Antenatal diagnosis of major fetal abnormalities offers a variety of options for the pregnant women, including choosing to deliver at a center equipped to perform the appropriate neonatal surgical procedures, psychological preparation for the birth of a child with abnormalities or termination of the pregnancy. The median gestational age that the PDC ultrasound was performed is 19 weeks 0 days. As there is considerable variation in the protocols regarding ultrasounds performed among prenatal care providers in California, it is unclear how many of these abnormalities would have been detected at a later ultrasound during the pregnancy. A high percentage (72%) of the women had a previous ultrasound, but many were at an earlier gestational age where fewer abnormalities would be expected to be detected.

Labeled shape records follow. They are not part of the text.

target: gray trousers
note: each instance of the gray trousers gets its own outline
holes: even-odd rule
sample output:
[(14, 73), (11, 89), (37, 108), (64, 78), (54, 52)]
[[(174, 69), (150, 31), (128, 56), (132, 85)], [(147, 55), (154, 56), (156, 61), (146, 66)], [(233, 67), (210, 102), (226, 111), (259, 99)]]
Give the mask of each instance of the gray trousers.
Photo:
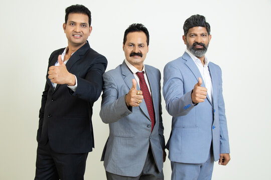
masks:
[(105, 172), (107, 180), (164, 180), (163, 170), (160, 172), (158, 171), (151, 148), (148, 152), (143, 170), (139, 176), (125, 176)]

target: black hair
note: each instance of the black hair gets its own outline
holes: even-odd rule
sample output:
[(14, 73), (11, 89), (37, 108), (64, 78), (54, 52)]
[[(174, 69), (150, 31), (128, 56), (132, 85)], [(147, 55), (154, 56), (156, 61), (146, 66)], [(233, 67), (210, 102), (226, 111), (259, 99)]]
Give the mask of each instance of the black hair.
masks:
[(205, 18), (203, 16), (199, 14), (193, 15), (185, 20), (183, 27), (184, 35), (186, 36), (190, 28), (196, 26), (205, 28), (208, 34), (210, 35), (211, 32), (210, 24), (206, 22)]
[(70, 6), (67, 8), (65, 10), (66, 15), (65, 16), (65, 23), (67, 24), (68, 20), (68, 16), (70, 13), (80, 13), (86, 14), (88, 16), (88, 24), (89, 26), (91, 24), (91, 12), (86, 7), (83, 5), (75, 4), (72, 5)]
[(148, 31), (146, 27), (142, 24), (133, 24), (129, 26), (129, 27), (125, 30), (124, 35), (123, 38), (123, 45), (125, 44), (126, 40), (127, 40), (127, 34), (129, 32), (142, 32), (146, 34), (147, 38), (147, 46), (149, 46), (149, 42), (150, 41), (150, 36), (149, 35), (149, 32)]

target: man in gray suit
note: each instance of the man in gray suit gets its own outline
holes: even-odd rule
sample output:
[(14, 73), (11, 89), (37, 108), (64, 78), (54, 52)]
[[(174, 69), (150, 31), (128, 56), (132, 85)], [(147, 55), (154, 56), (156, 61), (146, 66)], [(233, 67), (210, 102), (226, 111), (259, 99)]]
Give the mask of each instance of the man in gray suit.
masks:
[(163, 95), (173, 116), (167, 144), (172, 180), (210, 180), (214, 160), (230, 160), (221, 70), (205, 56), (210, 28), (199, 14), (184, 24), (187, 49), (164, 70)]
[(125, 59), (103, 76), (100, 116), (110, 132), (101, 160), (107, 180), (164, 180), (161, 74), (144, 64), (149, 42), (146, 27), (130, 25), (124, 35)]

While the information presented on ultrasound findings in screen-positive women should be of use to prenatal care providers and genetic counselors in explaining the benefits of prenatal screening and the possible significance of a screen-positive status to patients, this study has several limitations. The data only includes ultrasound findings and chromosomal abnormalities detected at the PDC visits. It does not include any data on structural or chromosomal abnormalities detected only at birth. In addition, the study does not include any information on the 10.3% of screen-positive women who do not receive follow-up services via the Expanded AFP Program. A significant portion of these women may have declined services because an abnormality or demise had already been detected. Furthermore, the results of this study, like those from all studies of screen-positive populations, depend on the particular choice of cut-offs for screen-positive status and the resulting rate of referrals to the PDCs.

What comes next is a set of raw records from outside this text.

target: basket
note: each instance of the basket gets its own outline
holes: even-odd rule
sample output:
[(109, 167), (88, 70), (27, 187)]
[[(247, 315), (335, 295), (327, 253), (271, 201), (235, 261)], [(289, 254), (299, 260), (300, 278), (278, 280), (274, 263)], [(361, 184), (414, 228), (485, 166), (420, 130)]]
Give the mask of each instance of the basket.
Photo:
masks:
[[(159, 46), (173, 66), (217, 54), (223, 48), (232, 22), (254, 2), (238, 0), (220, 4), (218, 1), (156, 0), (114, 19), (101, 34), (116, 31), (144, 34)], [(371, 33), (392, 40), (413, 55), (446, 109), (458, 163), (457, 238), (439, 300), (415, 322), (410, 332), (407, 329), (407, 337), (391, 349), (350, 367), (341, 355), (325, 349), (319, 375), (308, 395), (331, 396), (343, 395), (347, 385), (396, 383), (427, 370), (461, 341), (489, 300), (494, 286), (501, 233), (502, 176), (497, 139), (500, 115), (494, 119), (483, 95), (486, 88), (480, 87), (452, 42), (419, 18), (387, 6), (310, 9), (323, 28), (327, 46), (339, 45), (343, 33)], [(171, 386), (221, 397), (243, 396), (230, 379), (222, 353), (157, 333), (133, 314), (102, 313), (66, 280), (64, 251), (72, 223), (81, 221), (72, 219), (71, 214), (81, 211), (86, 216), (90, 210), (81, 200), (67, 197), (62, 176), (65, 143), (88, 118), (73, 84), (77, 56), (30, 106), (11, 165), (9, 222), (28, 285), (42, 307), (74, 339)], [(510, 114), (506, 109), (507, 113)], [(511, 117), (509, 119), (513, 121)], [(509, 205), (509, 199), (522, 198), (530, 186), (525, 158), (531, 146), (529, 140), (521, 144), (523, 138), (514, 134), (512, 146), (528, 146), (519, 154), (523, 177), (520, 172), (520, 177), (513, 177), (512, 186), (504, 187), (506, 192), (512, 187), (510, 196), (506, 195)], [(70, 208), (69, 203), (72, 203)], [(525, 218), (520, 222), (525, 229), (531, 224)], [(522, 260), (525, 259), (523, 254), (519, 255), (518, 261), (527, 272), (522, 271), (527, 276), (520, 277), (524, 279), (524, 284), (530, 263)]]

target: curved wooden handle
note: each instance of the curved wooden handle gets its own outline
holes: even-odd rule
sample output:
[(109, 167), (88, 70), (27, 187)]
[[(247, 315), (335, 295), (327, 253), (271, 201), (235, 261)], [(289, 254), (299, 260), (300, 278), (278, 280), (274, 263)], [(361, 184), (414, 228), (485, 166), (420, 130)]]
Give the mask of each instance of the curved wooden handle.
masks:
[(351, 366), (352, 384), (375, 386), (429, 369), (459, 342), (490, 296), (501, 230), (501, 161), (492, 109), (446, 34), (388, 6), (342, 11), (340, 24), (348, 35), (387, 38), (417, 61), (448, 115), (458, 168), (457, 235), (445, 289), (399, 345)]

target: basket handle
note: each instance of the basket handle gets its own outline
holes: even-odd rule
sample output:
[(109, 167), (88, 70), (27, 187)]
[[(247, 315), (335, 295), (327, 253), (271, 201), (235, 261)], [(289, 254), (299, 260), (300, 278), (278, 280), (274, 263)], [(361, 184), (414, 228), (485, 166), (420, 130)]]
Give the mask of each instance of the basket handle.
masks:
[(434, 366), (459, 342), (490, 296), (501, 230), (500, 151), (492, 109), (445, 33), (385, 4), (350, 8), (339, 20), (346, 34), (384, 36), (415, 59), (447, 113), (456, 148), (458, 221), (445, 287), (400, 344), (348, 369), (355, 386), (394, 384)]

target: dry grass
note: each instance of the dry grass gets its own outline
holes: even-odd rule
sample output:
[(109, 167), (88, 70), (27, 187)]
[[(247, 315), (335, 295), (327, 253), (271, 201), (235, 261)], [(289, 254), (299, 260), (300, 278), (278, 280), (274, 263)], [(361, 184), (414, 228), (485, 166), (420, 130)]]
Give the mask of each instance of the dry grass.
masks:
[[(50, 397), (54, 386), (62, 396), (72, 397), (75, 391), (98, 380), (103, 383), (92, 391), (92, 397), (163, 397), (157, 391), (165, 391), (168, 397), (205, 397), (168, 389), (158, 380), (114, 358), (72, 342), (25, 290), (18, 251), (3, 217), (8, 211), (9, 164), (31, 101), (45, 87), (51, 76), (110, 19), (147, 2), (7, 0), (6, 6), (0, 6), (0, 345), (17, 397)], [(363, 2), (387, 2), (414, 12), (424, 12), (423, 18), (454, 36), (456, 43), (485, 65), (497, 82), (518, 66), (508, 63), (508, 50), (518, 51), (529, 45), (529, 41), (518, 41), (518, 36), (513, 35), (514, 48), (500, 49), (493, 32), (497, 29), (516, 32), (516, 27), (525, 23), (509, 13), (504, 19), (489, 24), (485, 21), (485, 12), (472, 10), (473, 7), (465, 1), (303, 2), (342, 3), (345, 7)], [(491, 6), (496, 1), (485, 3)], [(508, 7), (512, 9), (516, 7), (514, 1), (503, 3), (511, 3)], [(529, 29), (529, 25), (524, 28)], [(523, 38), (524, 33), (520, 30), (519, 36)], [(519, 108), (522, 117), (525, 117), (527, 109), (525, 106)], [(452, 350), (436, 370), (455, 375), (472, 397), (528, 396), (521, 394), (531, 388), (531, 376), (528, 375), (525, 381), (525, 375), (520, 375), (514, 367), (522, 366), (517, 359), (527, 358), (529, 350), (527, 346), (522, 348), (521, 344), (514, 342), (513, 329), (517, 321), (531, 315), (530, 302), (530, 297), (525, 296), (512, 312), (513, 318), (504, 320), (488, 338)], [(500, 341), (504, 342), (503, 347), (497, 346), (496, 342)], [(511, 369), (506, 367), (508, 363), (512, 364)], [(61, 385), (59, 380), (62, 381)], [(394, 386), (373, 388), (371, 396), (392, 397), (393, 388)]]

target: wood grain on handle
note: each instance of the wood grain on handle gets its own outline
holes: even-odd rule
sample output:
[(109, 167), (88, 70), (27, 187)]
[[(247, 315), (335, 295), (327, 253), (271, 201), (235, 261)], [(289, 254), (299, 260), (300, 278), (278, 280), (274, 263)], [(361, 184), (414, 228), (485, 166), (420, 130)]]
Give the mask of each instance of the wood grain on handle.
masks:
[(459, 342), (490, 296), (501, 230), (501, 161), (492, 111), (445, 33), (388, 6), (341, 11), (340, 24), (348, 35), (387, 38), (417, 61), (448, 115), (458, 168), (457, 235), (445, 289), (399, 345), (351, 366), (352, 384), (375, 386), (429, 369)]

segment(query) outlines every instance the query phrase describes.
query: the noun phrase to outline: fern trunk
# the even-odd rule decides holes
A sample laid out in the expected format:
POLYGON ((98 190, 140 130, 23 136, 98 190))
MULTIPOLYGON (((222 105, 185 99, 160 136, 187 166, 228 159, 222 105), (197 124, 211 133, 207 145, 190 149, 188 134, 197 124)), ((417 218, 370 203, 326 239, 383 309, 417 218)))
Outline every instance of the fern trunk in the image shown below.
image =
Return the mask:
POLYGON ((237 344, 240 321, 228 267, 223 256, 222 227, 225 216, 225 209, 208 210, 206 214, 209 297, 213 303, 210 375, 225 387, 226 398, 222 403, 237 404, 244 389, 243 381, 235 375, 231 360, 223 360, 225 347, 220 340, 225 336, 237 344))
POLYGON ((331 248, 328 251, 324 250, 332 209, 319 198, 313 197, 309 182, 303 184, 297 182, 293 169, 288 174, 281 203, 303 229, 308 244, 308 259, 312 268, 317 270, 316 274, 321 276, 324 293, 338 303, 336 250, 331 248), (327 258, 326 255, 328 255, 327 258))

While maternal serum prenatal screening tests do not explicitly screen for structural abnormalities other than NTDs and AWDs, clearly many other structural abnormalities and pregnancy findings may be associated with a screen-positive status. The total number of women identified with fetuses affected with structural defects (n = 1085) far exceeds the number of women identified with fetuses affected by NTDs (n = 207) and AWD (n = 254). Thus, the identification of these additional structural defects can be considered an ancillary benefit to the State of California's Prenatal Screening Program.
We thank the Genetic Disease Laboratory Branch for the laboratory analysis of the screening specimens, as well as the Prenatal Screening Branch and Program Standards and Quality Assurance Branch for the implementation of the screening program. We also thank the Prenatal Diagnostic Centers for providing the data on ultrasound findings among screen-positive women in the Program. This study was supported by funding from the Genetic Disease Screening Program, California Department of Public Health.